Full of anticipation for Spring Break, I enter what I fantasize will be the last leg of the grading relay only to notice myself idly surfing the web about an hour after confirming an act of plagiarism in the first student’s paper. We are both only human.

Having shifted directions psychologically, I am now running into the wind, instead of experiencing the tailwind I’d hoped for. Must soldier on. Why does it seem to take so much out of me every time this happens? Why do I persist in the notion that kids educated in Vegas get ethics lessons along with their Three Rs? This kid from the Bronx didn’t.

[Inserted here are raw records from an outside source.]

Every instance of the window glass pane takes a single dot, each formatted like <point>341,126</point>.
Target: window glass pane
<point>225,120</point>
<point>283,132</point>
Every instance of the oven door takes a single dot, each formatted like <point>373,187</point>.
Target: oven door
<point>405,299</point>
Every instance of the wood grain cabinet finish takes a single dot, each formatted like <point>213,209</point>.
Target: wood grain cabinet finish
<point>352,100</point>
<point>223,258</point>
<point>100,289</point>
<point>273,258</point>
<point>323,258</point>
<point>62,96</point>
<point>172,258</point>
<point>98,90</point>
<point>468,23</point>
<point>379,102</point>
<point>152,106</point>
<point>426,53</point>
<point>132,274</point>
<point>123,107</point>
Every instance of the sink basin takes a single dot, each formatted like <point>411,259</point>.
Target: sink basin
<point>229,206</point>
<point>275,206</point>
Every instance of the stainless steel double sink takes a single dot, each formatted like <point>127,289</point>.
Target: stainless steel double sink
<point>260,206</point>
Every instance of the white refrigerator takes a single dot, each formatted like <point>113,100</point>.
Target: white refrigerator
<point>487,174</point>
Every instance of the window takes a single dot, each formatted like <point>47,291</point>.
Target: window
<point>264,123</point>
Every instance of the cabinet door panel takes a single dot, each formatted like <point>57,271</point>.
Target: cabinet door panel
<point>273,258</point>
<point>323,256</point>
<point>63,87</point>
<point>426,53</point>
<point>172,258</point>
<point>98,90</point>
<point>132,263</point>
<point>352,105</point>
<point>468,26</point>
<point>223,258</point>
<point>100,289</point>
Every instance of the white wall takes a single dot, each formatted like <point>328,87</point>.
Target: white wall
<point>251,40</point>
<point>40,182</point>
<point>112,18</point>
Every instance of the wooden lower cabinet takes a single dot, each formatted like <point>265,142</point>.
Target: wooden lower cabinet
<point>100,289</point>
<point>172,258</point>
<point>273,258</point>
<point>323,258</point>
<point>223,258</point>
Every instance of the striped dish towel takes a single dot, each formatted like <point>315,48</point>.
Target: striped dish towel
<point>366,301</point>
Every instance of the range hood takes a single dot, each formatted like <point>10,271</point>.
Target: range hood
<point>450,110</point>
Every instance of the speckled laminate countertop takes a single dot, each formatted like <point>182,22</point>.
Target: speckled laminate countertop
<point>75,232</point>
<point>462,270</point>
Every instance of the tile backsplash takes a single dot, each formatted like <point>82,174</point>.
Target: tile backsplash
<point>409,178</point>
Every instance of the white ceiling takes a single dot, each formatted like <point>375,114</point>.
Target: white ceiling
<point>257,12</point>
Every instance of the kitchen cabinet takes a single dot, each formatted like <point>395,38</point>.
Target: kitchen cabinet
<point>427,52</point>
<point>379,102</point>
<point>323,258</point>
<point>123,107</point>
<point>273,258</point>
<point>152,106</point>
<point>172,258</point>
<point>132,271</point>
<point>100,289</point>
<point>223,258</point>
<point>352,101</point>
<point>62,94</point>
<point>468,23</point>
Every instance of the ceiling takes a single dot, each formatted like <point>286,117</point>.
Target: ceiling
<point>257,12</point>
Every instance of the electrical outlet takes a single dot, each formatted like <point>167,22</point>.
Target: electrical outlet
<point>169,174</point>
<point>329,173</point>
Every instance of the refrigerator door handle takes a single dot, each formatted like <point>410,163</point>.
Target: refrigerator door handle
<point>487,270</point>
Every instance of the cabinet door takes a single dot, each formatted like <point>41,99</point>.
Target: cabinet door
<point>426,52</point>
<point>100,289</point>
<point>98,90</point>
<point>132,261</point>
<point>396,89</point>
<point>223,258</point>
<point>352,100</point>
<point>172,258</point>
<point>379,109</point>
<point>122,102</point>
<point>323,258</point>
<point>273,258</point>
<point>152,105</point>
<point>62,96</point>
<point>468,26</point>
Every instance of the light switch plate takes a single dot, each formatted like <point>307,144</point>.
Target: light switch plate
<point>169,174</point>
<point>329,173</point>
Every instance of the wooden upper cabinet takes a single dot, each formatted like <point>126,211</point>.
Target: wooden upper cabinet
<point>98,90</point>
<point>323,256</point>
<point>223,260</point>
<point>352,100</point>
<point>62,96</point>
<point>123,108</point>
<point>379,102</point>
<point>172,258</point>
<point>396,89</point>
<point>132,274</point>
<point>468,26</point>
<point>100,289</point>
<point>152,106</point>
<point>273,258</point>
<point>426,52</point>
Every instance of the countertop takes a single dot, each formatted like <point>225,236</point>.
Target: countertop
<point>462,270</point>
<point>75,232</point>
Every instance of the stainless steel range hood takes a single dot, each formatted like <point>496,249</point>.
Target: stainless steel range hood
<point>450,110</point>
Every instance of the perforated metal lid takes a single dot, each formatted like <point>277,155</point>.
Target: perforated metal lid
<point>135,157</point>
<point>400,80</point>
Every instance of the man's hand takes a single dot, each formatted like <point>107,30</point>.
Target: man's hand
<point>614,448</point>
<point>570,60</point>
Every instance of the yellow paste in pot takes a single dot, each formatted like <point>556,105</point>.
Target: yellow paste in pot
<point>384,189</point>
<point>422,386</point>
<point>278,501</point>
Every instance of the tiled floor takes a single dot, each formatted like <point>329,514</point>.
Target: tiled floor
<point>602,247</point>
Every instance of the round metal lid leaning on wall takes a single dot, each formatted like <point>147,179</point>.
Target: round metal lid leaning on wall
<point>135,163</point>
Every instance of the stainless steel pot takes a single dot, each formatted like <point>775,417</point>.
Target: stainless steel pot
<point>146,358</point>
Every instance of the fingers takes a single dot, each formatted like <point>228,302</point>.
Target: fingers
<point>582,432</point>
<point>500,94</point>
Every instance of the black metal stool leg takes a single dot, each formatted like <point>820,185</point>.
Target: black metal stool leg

Why do I continue to believe that what is written in the syllabus, is not only read and understood, but translates the very same semester into actionable knowledge? What will it take for me to allow patience to have her perfect work and appreciate in theory and in practice the great wisdom popularized by Mark Twain but earliest attributed to the timeless Sufi teacher Mulla Idris Nasrudin:

Good judgment comes from experience. Experience comes from bad judgment.

While I recover, I jot notes for the first lecture in the Preparatory Composition class that begins after break, new swimming metaphor and all. I write this blog entry in lieu of feeding the hunger that is only 30% emotional, reactive. I call my husband who today is just around the corner, wondering if he’s up for lunch, beautiful day that it is, despite the internal and dispersing clouds.